A fim de motivar a massa, aconteceram estrondosas reuniões, em praças públicas. O coro passou ritmado por maestros advindos de bizarros rincões. Não faltaram shows musicais e até declamações poéticas, tudo para tornar emocionante a epopéia. Nos intervalos, lá vinham inflamados oradores, cada qual exibindo suas aptidões. Os palcos eram repletos. Pareciam encenar uma peça Hair. Variadas fantasias e slogans prometiam um novo tempo. Estávamos prestes a tê-lo.
Diante da tempestade pintada, o povo esperava pelo Sol, não uma tempestade ainda mais dilacerante. Nada poderia ser pior do que a ditadura, presumia aquela gente que se apinhava em ouvir as missas. Havia cânticos para a turba acompanhar, e a epístola já se fazia por demais conhecida. Não tinha erro; muito menos o que temer. Adiante estava o pasto-verde, indicavam potentes projetores
Maestros de várias orquestras repartiam a condução dos trabalhos. O Hino Nacional era cantado em marcha-rancho, rock, valsa, e sertanejo. Samba-do-criolo-doido, mas a gente admirava os magníficos concertos.
Demovido o do coturno, restaria o vermelho em profusão, mas também outras cores. Tudo crescia. Os membros se fortificavam mutuamente. Mais povo, mais maestros, maior ampitude.

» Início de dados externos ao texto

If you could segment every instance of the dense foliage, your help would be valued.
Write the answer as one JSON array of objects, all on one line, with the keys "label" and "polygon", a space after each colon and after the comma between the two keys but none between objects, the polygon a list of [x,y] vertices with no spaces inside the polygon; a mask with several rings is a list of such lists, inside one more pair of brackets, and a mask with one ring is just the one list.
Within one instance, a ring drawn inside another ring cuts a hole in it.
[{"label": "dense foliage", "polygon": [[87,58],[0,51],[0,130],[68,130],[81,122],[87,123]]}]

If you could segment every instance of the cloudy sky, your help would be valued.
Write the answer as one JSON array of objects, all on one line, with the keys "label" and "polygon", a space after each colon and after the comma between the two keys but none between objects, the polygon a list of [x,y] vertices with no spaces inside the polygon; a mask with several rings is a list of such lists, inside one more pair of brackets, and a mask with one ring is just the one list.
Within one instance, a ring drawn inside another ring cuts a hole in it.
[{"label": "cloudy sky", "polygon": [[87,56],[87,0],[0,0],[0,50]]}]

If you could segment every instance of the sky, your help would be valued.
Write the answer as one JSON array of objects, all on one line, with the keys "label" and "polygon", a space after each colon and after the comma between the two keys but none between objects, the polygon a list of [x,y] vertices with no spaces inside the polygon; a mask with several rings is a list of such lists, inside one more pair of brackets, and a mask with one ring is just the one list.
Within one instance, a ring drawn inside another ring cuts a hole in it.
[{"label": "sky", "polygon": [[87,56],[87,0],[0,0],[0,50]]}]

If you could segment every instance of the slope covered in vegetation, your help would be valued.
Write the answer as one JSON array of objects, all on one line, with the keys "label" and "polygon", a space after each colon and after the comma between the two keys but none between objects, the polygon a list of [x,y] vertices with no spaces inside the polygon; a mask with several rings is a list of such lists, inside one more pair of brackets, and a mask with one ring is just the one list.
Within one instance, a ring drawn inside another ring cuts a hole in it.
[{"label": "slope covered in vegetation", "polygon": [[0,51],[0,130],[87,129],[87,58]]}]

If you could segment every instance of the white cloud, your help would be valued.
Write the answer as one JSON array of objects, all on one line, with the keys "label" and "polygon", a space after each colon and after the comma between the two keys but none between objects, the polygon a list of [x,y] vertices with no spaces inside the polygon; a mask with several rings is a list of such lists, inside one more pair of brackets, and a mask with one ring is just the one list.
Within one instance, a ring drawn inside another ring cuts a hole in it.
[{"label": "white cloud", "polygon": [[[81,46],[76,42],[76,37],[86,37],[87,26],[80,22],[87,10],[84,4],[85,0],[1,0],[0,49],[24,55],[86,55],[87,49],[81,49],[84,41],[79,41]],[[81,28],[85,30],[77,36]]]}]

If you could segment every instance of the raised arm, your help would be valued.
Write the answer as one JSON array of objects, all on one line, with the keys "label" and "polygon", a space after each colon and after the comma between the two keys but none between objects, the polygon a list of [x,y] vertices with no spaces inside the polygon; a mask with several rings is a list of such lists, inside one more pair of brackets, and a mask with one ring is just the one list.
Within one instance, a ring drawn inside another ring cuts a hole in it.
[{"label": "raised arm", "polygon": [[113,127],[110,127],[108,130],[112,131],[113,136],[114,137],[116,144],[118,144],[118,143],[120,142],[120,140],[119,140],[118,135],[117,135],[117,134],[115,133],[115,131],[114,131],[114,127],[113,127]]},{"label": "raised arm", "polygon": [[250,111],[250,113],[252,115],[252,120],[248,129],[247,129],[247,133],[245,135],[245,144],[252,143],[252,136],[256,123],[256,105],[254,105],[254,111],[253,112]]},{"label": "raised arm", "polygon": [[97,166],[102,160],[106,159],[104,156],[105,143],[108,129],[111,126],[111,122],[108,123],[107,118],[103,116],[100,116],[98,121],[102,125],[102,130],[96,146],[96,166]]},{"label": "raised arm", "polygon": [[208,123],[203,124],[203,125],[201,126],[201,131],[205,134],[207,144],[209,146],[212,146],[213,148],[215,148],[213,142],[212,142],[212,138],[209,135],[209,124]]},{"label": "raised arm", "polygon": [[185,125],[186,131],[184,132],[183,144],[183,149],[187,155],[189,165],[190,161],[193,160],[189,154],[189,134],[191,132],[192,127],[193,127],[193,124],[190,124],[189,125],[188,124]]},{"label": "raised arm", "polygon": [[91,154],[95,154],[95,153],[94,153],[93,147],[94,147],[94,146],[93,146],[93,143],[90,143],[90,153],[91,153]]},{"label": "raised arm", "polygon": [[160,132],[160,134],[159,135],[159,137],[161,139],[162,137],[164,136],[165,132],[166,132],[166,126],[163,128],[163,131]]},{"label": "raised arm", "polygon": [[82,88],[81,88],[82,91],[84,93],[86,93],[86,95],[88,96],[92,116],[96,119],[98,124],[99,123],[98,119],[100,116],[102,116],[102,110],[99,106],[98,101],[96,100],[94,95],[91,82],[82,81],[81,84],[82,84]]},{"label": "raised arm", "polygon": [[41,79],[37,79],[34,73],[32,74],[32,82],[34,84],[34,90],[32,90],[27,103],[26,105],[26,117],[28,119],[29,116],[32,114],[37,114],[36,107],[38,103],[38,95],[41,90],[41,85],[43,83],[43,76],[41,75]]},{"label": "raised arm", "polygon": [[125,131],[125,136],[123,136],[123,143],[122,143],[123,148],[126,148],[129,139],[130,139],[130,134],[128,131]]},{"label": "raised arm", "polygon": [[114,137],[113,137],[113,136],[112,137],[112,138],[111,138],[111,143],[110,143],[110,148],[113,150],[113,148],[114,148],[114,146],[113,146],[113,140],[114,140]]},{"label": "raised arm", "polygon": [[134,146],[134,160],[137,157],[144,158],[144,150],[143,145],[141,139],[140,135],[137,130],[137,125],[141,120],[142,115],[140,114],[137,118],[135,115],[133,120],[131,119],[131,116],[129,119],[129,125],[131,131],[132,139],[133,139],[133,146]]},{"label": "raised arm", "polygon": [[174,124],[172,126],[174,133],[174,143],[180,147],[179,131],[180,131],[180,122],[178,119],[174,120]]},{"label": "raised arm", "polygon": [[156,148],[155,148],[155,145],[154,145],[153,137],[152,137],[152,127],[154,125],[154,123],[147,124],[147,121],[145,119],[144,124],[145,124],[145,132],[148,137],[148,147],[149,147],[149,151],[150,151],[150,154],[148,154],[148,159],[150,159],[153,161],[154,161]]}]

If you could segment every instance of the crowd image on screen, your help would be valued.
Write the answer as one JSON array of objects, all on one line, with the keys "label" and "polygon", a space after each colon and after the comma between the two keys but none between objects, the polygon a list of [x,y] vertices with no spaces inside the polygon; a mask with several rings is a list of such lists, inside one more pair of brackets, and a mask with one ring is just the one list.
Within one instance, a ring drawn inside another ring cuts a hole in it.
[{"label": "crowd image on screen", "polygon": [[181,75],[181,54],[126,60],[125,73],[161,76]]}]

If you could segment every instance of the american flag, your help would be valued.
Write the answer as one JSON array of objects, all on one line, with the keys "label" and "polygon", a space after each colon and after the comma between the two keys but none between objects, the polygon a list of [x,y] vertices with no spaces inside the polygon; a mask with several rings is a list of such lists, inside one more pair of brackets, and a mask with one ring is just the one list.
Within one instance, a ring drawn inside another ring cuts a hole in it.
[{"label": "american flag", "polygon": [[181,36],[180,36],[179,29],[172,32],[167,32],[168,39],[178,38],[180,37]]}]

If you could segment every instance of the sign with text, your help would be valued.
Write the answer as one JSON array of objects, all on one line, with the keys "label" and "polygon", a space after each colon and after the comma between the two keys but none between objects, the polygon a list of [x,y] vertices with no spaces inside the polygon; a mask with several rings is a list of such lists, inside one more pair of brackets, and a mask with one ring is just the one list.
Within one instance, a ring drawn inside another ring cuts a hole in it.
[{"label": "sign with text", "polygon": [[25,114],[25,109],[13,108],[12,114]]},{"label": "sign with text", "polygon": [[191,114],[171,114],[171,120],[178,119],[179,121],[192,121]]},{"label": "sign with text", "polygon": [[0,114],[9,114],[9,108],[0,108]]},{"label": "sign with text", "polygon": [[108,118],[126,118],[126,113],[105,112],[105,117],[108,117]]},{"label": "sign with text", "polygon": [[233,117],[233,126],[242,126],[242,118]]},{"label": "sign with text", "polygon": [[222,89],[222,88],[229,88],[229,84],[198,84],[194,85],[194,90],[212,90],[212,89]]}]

Ao repartir o bolo, sentaram-se na mesa os vencedores. No ágape, lado a lado se deliciavam comunistas ou não, caricatos e oportunistas. O prato era imenso. Imagine o tamanho e o sabor de um alimento constituído pela metade da renda da Nação inteira. Ali estava, pois, à mercê dos famintos, uma cesta de natal capaz de sustentar ad eternum medíocres maestros.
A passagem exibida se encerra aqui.